This site is now read-only. You can find our new documentation site and support forum for posting questions here.
Be sure to read our welcome blog!
I have 50 exome samples belong to 25 families. Do I run GenotypeVCFs on familywise or 50 together?
We have exome sequenced data for 50 samples in total for a cardiac disease. But they have been sequenced in different batches. Even some of the batches were 2 years old. We have relationship information available for these 50 samples. So these 50 samples have been grouped to 25 families, that is each family has 2 samples. Each family relationship can be any one of the following: siblings, sisters, brothers, father & son, and mother & daughter. **Currently, I have GVCFs available for 50 samples. **
As per the article "GATK Tutorial: Variant Callset Evaluation & Filtering", there are two requirements for Variant Quality Score Recalibration (VQSR)

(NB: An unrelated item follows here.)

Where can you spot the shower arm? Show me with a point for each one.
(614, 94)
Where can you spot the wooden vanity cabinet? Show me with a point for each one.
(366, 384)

1) GATK requires atleast 30 exome samples or more or 1 whole genome sample
2) Known variant databases
Case1: If I run GenotypeVCFs on each family wise, then I won't be able to filter using VQSR. I need to go for hard filtering. (because I have only 2 exome samples under each family)
Case2: If I run GenotypeVCFs on 50 samples together, then I can filter using VQSR.
Do I need to run "GenotypeVCFs (Joint Calling)" on each family individually or 50 samples together?
If I opt for case2, won't I miss family specific mutations?